For African-American men suffering from hypertension, that means barbershops. Not only will they get a chance to trim their hair and beard, but also trim their blood pressure levels, too.
African-American men are at a higher risk of hypertension than other ethnicities. This is in part because they are less likely to go see a doctor.
The late Dr. Ronald Victor, a professor at Cedars-Sinai Medical Center, decided to bring pharmacists to barbershops in Los Angeles County for a study recently published in Circulation. The findings were as fresh as the cuts.
When the study started, all 319 men at 52 barbershops suffered hypertension. Each location randomly chosen either as a control site where barbers talked to clients or where pharmacists visited every few weeks.

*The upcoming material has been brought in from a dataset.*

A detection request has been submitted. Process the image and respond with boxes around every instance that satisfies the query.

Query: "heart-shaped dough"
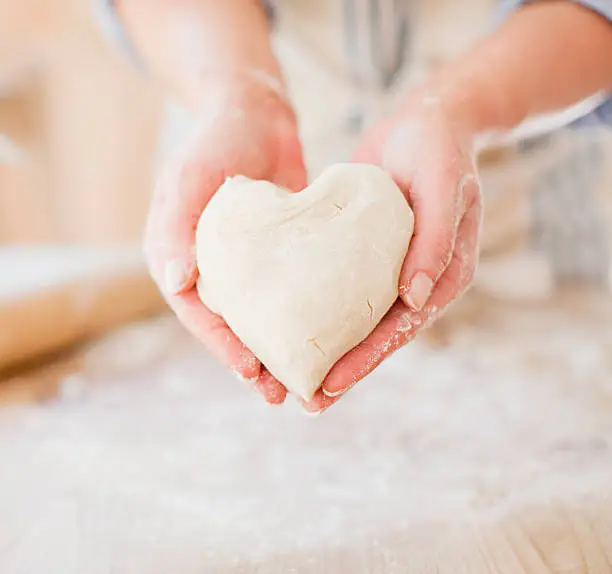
[197,164,414,400]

Many of the men in the study hadn’t seen their primary doctor in more than a year or didn’t have one. Pharmacists worked with doctors, allowing them to monitor their blood pressure, run simple blood tests, and prescribe medicine when needed.
These men visiting the barbershops reduced their systolic pressure by nearly 30 mmHG, compared to 7 mmHG among men whose barbers only talked about high blood pressure and encouraged their clients to see a doctor.
“There is such a shortage of primary care physicians that many are overwhelmed by the patient load,” Ciantel Blyler, one of the pharmacists, said. “The barbershop is a social hub for black men.”
Often men hang out, get their hair cut, watch TV or play a game of cards. “It was easy to convince them to come see me for 30 minutes,” she said.
The New England Journal of Medicine found that African-American men who visited barbershops with pharmacists still showed improved blood pressure six months later. The program continued along with the positive results.
A new study is planned for Nashville, Tennessee working with Vanderbilt University. The hope is the study will become a national model.